Individual and small group writing coach clients:
Students writing personal statements for college or graduate school
Adults who need help with their professional writing
Adults working on independent creative projects
Where to advertise (offer your services or a free/reduced rate for promotion):
Alumni organizations or other groups you are associated with
College counselors at local high schools
Craiglist.org or local lists / newsletters / newspapers
Social networking (Facebook, Twitter, LinkedIn, etc.)
Blog and guest blog posts
Nonprofits hosting auctions (donation)
Places you go (libraries, bookstores, yoga studios, etc.)

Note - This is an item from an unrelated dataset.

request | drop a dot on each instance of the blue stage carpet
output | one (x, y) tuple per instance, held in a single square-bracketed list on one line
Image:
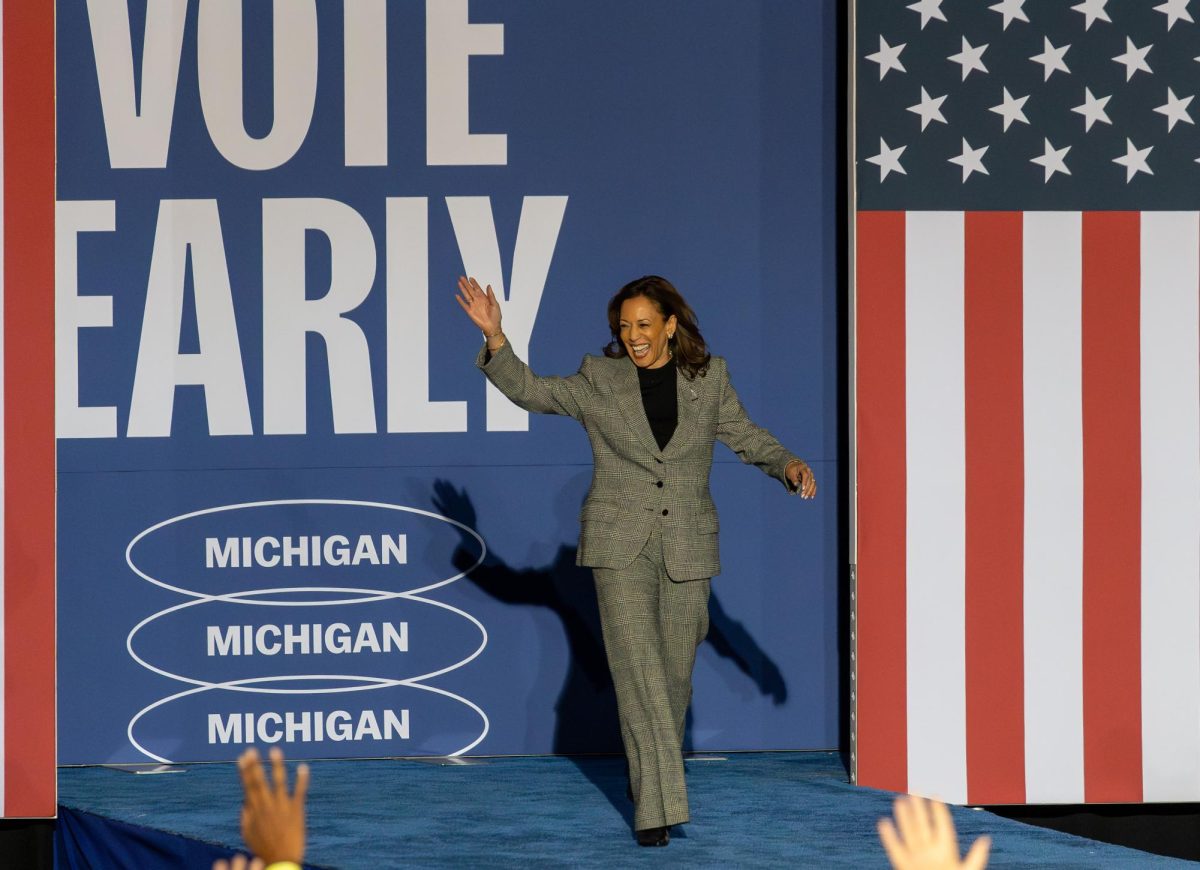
[(761, 809)]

Free online tools to integrate into your private sessions:
Email: While you probably have a personal account, choose one that allows you to best organize the many emails you will receive. Apple’s Mail and similar programs allow users access to multiple accounts simultaneously. Users can use one program to both receive mail from a number of places and reply with different email addresses. I use Google mail (gmail.com) and have other emails forwarded there. I then color code the messages and then save them in folders. I (almost) never miss an email.
Phone: Google Voice (google.com/voice) offers a free phone number and voicemail service. Calls can either ring on your phone or be sent via transcribed email messages.
Video Chat & Screen Share: Skype (skype.com) provides video chat. There’s an available dialogue box and audio/visual function. The program allows you to share part or all of your screen, which is great when conferencing with students. Jing (techsmith.com/jing/) allows users to capture a screen shot, create a video with audio and share it. This is a potentially great way to record your comments on student writing. The free program allows videos to be up to five minutes in length and includes storage space.
Share Documents: Google (docs.google.com), Dropbox (dropbox.com) and Box (box.net/) allow users to upload and share documents.
Powerpoint Share: If you usually assign presentations, the students can develop and share their Powerpoint presentations through Screencast (screencast.com
Payment: Set up a Paypal (Paypal.com) account and send out invoices. Small cost associated with the service as you use it.